Extracting data from website's table using JavaScript and opening the link in href

My goal is to extract the details page for each link found on this particular page.

The link provides access to all the information required: PAGE

However, I'm interested in extracting details from pages that have links like this:

href="javascript:subOpen('9ca8ed0fae15d43dc1257e7300345b99')"

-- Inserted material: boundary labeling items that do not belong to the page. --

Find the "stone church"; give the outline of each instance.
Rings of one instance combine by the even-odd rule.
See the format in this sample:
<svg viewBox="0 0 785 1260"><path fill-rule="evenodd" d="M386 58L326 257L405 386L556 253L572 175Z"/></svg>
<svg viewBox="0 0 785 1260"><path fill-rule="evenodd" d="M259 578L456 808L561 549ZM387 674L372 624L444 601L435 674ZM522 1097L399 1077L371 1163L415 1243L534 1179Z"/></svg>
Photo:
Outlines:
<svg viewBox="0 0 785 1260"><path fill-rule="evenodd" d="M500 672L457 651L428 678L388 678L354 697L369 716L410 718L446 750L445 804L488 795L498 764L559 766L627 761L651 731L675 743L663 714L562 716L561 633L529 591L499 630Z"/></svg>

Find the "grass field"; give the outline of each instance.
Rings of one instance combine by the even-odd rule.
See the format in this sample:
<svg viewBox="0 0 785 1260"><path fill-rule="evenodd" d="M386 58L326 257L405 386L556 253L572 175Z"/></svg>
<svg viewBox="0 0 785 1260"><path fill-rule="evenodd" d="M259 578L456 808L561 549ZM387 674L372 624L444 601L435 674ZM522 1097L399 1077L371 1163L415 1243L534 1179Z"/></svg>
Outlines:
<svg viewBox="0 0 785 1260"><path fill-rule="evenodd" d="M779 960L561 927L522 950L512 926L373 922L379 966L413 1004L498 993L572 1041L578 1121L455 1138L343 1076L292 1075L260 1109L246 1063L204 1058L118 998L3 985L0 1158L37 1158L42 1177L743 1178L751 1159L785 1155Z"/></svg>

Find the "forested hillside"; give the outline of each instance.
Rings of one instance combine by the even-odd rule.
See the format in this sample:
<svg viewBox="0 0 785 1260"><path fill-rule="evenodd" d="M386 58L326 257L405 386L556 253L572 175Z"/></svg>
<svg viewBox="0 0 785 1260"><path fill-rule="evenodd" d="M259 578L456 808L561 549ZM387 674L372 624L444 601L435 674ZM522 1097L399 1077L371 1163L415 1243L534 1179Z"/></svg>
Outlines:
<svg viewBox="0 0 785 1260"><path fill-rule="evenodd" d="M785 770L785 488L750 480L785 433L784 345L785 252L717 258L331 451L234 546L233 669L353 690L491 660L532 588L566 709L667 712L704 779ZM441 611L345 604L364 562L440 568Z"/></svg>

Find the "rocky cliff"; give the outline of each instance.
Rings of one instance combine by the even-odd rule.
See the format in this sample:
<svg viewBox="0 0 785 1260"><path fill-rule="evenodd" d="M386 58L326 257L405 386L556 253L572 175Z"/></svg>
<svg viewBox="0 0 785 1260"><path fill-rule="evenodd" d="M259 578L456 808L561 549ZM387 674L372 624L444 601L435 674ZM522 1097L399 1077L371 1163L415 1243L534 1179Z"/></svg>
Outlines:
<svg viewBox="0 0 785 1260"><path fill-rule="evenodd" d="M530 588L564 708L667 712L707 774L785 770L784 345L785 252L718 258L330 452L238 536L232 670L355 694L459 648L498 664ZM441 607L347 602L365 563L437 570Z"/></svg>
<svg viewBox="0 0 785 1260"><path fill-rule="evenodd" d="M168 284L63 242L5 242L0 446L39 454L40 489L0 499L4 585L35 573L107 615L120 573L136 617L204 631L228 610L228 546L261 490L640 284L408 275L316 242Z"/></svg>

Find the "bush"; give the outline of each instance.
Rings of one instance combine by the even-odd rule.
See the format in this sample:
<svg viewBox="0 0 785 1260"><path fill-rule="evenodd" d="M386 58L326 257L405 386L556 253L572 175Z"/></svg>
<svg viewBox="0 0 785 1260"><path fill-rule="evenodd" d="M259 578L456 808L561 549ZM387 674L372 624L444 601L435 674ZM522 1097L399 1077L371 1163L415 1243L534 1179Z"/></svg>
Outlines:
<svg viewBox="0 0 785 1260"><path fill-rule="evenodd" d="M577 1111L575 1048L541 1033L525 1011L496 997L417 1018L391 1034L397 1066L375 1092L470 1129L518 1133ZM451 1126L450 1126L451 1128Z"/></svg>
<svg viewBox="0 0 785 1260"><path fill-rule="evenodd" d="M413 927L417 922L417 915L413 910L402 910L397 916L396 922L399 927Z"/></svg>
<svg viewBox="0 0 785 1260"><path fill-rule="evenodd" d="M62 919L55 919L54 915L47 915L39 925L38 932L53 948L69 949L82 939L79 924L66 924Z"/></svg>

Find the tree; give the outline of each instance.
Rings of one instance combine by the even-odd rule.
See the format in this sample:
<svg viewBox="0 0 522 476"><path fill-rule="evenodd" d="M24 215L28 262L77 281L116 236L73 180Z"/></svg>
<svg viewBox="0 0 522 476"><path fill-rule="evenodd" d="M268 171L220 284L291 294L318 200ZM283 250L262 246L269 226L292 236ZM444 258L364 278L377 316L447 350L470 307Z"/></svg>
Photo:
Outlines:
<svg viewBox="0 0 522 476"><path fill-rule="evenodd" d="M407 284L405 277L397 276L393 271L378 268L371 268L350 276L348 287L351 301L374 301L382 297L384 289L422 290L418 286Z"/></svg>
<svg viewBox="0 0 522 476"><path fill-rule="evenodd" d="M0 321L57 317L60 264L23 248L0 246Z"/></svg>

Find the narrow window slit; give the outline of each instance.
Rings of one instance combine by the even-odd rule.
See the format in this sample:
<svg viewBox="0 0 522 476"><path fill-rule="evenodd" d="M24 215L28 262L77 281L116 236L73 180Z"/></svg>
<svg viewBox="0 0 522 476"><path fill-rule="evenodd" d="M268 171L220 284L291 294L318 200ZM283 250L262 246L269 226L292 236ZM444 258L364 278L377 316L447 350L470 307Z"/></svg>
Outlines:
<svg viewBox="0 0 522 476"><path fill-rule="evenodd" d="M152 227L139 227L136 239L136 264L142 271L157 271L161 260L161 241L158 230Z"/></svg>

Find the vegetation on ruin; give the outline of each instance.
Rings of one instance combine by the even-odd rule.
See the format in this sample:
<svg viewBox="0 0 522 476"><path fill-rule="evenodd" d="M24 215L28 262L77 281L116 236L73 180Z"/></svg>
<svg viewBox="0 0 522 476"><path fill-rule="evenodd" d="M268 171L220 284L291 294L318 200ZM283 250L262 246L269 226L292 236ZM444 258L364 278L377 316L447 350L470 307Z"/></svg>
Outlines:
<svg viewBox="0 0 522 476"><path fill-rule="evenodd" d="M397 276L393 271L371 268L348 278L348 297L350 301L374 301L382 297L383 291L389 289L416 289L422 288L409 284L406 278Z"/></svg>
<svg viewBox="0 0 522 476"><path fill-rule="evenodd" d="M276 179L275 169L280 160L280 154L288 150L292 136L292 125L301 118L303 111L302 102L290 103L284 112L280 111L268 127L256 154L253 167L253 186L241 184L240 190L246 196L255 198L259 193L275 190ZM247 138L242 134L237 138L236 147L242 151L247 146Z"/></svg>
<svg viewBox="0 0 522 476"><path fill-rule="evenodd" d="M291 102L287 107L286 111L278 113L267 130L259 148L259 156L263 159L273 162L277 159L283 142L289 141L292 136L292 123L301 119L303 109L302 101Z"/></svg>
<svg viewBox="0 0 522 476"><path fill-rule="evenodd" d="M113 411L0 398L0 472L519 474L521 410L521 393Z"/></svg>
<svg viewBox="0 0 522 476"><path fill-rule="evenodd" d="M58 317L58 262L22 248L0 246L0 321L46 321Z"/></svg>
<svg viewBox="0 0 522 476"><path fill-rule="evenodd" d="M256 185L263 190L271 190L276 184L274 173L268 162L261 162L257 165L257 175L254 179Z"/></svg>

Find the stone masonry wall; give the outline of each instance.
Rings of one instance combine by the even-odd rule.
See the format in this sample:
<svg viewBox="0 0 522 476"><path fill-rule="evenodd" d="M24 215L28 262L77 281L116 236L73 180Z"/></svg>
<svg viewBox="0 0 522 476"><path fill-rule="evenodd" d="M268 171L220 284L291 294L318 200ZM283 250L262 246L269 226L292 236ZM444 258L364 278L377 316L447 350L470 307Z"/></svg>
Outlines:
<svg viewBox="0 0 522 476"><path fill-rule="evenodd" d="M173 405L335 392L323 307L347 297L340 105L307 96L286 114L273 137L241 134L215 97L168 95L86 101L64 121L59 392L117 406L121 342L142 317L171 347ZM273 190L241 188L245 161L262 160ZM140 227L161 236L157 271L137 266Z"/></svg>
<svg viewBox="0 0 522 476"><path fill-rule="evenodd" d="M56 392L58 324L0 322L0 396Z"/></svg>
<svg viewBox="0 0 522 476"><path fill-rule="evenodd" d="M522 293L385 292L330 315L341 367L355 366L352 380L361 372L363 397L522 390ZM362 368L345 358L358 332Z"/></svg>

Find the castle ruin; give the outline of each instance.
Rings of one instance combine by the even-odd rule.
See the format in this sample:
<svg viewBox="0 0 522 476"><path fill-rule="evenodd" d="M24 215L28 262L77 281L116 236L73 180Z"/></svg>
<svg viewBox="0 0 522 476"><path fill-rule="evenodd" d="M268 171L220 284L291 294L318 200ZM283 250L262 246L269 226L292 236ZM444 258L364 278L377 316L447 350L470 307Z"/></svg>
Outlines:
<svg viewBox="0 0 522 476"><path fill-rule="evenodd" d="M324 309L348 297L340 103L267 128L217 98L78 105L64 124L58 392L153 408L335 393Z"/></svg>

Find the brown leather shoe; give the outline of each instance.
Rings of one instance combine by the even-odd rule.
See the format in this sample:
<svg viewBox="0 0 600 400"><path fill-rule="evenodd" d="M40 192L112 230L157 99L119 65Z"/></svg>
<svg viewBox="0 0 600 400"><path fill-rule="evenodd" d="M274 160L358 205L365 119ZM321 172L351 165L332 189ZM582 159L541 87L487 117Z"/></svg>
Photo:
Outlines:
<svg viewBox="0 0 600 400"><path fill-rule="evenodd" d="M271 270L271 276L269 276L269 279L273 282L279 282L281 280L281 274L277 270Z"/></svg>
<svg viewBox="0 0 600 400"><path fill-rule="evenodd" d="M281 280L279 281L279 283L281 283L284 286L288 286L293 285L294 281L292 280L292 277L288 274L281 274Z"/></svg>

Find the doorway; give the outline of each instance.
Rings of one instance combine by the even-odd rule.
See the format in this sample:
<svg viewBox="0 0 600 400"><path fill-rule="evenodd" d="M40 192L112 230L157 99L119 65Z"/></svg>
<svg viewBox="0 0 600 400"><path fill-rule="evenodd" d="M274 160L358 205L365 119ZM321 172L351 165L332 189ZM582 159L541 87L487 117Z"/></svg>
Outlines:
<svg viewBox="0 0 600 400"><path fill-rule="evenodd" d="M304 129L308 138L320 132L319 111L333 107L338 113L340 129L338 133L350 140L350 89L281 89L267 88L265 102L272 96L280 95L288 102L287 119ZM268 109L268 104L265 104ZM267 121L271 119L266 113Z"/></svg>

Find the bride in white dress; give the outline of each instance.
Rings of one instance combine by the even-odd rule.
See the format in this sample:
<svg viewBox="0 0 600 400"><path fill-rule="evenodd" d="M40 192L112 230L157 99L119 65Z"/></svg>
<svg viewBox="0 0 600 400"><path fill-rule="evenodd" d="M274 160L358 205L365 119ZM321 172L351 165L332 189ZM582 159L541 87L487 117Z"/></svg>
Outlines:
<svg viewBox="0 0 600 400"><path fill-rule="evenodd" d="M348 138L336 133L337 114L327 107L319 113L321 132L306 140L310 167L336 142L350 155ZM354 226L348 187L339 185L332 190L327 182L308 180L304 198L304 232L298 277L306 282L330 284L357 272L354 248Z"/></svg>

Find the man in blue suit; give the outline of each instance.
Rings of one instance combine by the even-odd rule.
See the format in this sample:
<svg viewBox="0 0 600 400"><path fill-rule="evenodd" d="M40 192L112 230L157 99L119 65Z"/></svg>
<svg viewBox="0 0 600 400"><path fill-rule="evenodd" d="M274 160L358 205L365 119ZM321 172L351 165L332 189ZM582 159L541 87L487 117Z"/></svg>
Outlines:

I've shared a sample spreadsheet using the ImportHTML feature to get an overview.

Google Spreadsheet

Any ideas on how to proceed with retrieving details from these individual pages?

UPDATE

I tried implementing the following method:

function doGet(e){
  var base = 'http://www.ediktsdatei.justiz.gv.at/edikte/ex/exedi3.nsf/'
  var feed =  UrlFetchApp.fetch(base + 'suche?OpenForm&subf=e&query=%28%5BVKat%5D%3DEH%20%7C%20%5BVKat%5D%3DZH%20%7C%20%5BVKat%5D%3DMH%20%7C%20%5BVKat%5D%3DMW%20%7C%20%5BVKat%5D%3DMSH%20%7C%20%5BVKat%5D%3DGGH%20%7C%20%5BVKat%5D%3DRH%20%7C%20%5BVKat%5D%3DHAN%20%7C%20%5BVKat%5D%3DWE%20%7C%20%5BVKat%5D%3DEW%20%7C%20%5BVKat%5D%3DMAI%20%7C%20%5BVKat%5D%3DDTW%20%7C%20%5BVKat%5D%3DDGW%20%7C%20%5BVKat%5D%3DGA%20%7C%20%5BVKat%5D%3DGW%20%7C%20%5BVKat%5D%3DUL%20%7C%20%5BVKat%5D%3DBBL%20%7C%20%5BVKat%5D%3DLF%20%7C%20%5BVKat%5D%3DGL%20%7C%20%5BVKat%5D%3DSE%20%7C%20%5BVKat%5D%3DSO%29%20AND%20%5BBL%5D%3D0').getContentText();

       var d = document.createElement('div'); //assuming you can do this
       d.innerHTML = feed;//make the text a dom structure
       var arr = d.getElementsByTagName('a') //iterate over the page links
       var response = "";
       for(var i = 0;i<arr.length;i++){
         var atr = arr[i].getAttribute('onclick');
         if(atr) atr = atr.match(/subOpen\((.*?)\)/) //if onclick calls subOpen
         if(atr && atr.length > 1){ //get the id
            var detail = UrlFetchApp.fetch(base + '0/'+atr[1]).getContentText();
            response += detail//process the relevant part of the content and append to the reposnse text
         }
        }      
       return ContentService.createTextOutput(response);
}

Unfortunately, I encountered an error when running this method:

ReferenceError: "document" is not defined. (line 6, file "")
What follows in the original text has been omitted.